Learn in this video case study how by integrating Rosette text analytics into its communication surveillance compliance platform, Société Générale drastically cut the number of false positive alerts, thus going from from tens of thousands of alerts a day to about 200, from which investigators can find the two or three alerts per week that truly need to be escalated for further investigation.
If we look back 30 or 40 years, electronic communications were relatively rare. In 1979, there were 10 million SWIFT messages. Today on average, we have 32 million SWIFT messages per day in the financial industry. The regulatory penalties for failure to properly monitor employees have risen significantly. Since 2008, banks have paid well over $300 billion in fines for these kinds of failures. So anything that we do not know of becomes a risk for the company.

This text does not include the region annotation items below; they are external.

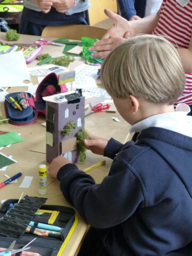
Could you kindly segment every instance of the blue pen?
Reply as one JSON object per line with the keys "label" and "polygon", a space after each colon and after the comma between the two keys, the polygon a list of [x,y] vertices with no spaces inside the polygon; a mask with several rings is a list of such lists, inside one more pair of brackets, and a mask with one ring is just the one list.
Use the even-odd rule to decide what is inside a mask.
{"label": "blue pen", "polygon": [[59,231],[62,230],[62,228],[60,227],[44,224],[44,223],[35,222],[34,221],[31,221],[29,223],[29,226],[30,227],[34,227],[35,226],[36,228],[41,228],[42,229],[48,229],[49,230],[51,231]]}
{"label": "blue pen", "polygon": [[8,179],[8,180],[5,180],[5,181],[4,181],[2,183],[0,183],[0,188],[3,188],[3,187],[4,187],[5,185],[7,185],[7,184],[11,182],[12,181],[13,181],[13,180],[16,180],[16,179],[17,179],[18,178],[21,176],[21,175],[22,175],[22,173],[21,172],[19,172],[18,173],[14,175],[12,177]]}

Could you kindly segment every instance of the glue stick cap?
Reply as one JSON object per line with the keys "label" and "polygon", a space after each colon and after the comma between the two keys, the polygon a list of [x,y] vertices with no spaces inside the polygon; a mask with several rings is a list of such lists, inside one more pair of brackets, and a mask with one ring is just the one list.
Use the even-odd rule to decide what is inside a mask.
{"label": "glue stick cap", "polygon": [[39,173],[39,194],[45,195],[46,193],[46,167],[45,164],[41,164],[38,168]]}
{"label": "glue stick cap", "polygon": [[42,172],[46,172],[46,167],[45,164],[40,164],[39,166],[39,170]]}

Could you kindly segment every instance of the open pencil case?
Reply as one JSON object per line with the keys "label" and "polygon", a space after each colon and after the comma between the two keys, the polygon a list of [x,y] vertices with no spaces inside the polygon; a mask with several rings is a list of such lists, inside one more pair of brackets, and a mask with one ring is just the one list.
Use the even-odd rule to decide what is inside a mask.
{"label": "open pencil case", "polygon": [[9,44],[0,42],[0,50],[4,53],[22,51],[26,63],[29,63],[35,60],[43,51],[40,44]]}
{"label": "open pencil case", "polygon": [[[5,111],[9,123],[15,125],[24,125],[36,121],[39,113],[46,114],[46,102],[43,97],[61,92],[67,92],[68,89],[65,84],[59,85],[58,75],[52,73],[47,75],[38,85],[35,97],[29,93],[27,93],[27,97],[18,100],[18,94],[23,92],[13,92],[5,95]],[[10,98],[13,99],[11,101]],[[29,104],[27,108],[21,105],[21,100],[25,100]],[[14,103],[19,105],[22,111],[15,108]]]}
{"label": "open pencil case", "polygon": [[[73,208],[44,204],[46,200],[26,195],[19,203],[18,199],[10,199],[2,205],[0,252],[3,248],[9,248],[15,240],[14,249],[17,250],[35,238],[29,245],[29,249],[26,251],[24,249],[17,256],[61,255],[75,228],[77,218]],[[41,227],[46,227],[46,229],[37,227],[40,224]],[[31,227],[33,225],[34,227]],[[58,231],[54,231],[54,229]],[[41,230],[41,233],[37,230]]]}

Like many banks large and small, Société Générale was overwhelmed by the number of false positives that their communications monitoring system was triggering. They were getting tens of thousands of events per day, making it impossible to respond. So they decided to revise and rebuild their system from scratch.
We had to put in place the appropriate controls to track, review, and analyze all regulated communications. We needed to have a holistic view on all regulated employees, both audio and written electronic communications and the associated operations. Furthermore, as we are an international bank, multilingual capability is a requirement.
They knew they needed a more modern system that could monitor a wide variety of information sources and use artificial intelligence and natural language processing to analyze the data.
The platform would ingest all communications from regulated employees. It would then perform analytics against all the communications, in 26 languages currently, and often compare it against operations such as financial transactions. It would also leverage our KYC/AML systems to provide more robust and reliable alerts. On this platform, we have gone from tens of thousands of false alerts to a couple of hundred. Out of those couple of hundred, two or three of them get escalated every week. The end result today is that we are able to provide a social network analysis of a regulated employee whose behavior warrants further investigation, which prior to this was completely impossible.